4. They’ll Likely To Pull Away – But They WILL Be Back
I wish someone would do a scientific study on how long the average teen pulls away from their parents before they circle back again.
From experience, I’ve found a lot of teens start pulling away (which is typically heartwrenching for parents) around the age of (give or take) 13 and they circle back in late high school or in their young adult/college years when they start to develop a greater appreciation for their parents – the love they gave and the sacrifices they made.
So, when your teen starts spending more time in their bedroom, when they choose friends over family, when they act like hanging with the family is nothing short of a chore, DON’T take it personally. Ride this one out, parents, knowing full well that they WILL be back in time. After they’ve learned a few lessons, after they’ve felt the gentle breeze of freedom under their wings, after their wings have become strong, they will return… give them time.
5. They Are Their Own Person, Not a Reflection of You
You might find so much joy in seeing your son play soccer… the sport you loved as a child. You might burst with pride because your daughter agreed to try out for the cheerleading squad because you were a cheerleader when you were her age. Our kids’ desire to please us is powerful (even though it may not seem like it, at times). Nudge them enough and they’re likely to honor our wishes, but not without hidden resentment.
Our kids are their own person. This is their time. We had ours. Let’s let them decide what makes them happy, and how they want to spend their free time. Let’s not live vicariously through our kids. Let’s let them evolve into who they’re meant to be with our full support and love – we owe that to them.
6. They’re Still Little on the Inside
This is so important… underneath that cloak of “I don’t need you, I got this,” underneath that grown-up-looking teen with a deep voice, big hands, and man-size feet is a child who still needs you.

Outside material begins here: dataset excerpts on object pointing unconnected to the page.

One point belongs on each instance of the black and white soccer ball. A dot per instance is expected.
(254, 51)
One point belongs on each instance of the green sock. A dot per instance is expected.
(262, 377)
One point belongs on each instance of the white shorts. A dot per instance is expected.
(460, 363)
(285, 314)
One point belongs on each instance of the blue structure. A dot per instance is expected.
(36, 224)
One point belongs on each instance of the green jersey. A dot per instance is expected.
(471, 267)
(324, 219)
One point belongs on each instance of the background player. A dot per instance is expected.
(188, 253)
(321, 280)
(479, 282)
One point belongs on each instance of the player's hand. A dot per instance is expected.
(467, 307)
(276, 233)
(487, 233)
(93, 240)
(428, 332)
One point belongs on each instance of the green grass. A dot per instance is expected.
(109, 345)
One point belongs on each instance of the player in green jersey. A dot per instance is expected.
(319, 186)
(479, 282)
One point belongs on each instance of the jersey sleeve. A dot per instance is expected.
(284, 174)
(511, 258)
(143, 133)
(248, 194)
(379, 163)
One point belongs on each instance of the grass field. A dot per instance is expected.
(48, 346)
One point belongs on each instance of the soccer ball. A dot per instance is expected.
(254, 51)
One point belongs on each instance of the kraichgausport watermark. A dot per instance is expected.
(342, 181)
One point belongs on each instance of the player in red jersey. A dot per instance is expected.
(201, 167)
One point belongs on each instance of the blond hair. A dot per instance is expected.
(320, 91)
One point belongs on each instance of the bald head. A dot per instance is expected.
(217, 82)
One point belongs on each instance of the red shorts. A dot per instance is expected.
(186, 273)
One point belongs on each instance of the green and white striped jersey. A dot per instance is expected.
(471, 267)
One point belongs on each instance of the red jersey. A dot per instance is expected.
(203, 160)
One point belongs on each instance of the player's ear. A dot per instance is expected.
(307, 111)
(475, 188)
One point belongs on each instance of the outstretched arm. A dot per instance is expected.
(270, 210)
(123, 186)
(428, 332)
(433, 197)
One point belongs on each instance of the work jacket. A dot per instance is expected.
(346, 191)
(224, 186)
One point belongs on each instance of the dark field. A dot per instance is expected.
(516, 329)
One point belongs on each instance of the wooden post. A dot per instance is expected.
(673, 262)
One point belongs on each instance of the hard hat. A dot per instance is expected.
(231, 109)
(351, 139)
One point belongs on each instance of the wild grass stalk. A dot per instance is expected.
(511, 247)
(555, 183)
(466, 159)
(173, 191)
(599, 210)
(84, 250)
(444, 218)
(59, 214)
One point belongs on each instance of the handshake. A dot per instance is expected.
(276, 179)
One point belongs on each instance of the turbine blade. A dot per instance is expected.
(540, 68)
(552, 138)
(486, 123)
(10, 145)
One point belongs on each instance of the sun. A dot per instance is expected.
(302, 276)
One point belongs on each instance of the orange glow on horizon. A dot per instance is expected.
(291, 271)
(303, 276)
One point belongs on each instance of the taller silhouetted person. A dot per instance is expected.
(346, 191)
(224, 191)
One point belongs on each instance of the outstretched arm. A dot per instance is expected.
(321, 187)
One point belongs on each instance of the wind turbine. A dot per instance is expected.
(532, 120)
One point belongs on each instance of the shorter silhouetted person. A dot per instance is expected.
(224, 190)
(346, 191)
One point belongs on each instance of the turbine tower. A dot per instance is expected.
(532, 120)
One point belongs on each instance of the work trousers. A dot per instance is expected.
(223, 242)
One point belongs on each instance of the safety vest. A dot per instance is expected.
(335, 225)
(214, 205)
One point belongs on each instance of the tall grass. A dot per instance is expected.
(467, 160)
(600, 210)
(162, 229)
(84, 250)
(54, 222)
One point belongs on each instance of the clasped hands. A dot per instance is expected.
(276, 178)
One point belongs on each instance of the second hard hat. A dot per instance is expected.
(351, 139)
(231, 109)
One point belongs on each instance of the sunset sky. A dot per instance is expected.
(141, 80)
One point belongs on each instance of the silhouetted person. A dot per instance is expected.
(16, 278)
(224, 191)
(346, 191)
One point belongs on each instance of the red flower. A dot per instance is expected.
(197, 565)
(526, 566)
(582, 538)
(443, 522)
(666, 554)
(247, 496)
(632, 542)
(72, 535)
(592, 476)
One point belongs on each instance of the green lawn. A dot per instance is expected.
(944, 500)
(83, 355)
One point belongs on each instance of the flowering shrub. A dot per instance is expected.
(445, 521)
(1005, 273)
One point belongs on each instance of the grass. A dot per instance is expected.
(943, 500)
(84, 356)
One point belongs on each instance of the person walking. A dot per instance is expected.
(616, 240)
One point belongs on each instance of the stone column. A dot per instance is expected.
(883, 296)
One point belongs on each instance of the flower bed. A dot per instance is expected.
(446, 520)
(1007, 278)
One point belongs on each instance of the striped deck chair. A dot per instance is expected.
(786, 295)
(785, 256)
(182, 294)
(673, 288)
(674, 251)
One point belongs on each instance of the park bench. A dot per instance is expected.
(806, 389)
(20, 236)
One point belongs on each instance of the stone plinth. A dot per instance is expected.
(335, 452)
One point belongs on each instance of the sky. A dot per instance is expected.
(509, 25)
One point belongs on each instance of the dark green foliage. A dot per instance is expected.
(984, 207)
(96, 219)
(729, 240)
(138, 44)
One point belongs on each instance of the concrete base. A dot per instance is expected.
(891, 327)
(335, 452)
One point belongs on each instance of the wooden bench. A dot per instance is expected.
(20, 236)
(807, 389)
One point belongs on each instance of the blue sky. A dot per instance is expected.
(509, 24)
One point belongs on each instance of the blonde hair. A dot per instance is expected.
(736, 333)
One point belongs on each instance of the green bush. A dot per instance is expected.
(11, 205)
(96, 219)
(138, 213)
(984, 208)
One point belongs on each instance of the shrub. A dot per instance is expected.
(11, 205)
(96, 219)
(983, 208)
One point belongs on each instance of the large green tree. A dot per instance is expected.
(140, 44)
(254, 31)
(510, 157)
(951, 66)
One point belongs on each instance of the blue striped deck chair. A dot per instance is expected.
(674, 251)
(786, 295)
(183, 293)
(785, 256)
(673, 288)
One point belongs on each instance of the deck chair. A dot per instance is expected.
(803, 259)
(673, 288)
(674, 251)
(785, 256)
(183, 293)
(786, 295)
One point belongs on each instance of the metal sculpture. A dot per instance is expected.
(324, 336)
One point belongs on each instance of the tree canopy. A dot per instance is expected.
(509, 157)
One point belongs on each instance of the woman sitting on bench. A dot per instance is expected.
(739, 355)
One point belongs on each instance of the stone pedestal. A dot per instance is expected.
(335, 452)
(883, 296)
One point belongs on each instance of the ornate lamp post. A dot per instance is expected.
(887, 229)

Your teen needs your acceptance, validation, support, guidance, and tons of love – every single day. Don’t deprive them of that simply because they “look” mature enough to handle life on their own.
7. You Won’t Always Get it Right, Parents
Oh, parents, we’re going to get plenty wrong along the way. We’ll fly off the handle when we should have remained calm. We’ll make false assumptions about our kid’s whereabouts or whether they did something on purpose. We’ll question their motives, their friends, their motivation, and their decisions. We’ll lay our heads on our pillows at night and get mad at ourselves for mishandling a situation.
But please… don’t be so hard on yourself. You’re a work in progress just like your teen is. You’re learning as you go and figuring things out right alongside your teen. Thankfully, our kids are getting older and they are (for the most part) forgiving of our mistakes, just like we’re forgiving of theirs. It’s okay not to be perfect.
8. They Need You Today, Tomorrow, and Well Into Their Adult Years
Nothing will ever matter more to your teen than the love they feel from you. Nothing will give them more strength. Nothing will make them feel more empowered, safe, and capable.
No matter what, never deny your teen your love. Never base your love on their accomplishments, behavior, or decisions.
Wrap your arms around the teen standing in front of you with all their wonderfully unique qualities and strengths. Let them know, unequivocally, that you’ve got their back, that they can always lean on you, and that you’ll always stand ready to support, love, guide, and be there for them… no matter what.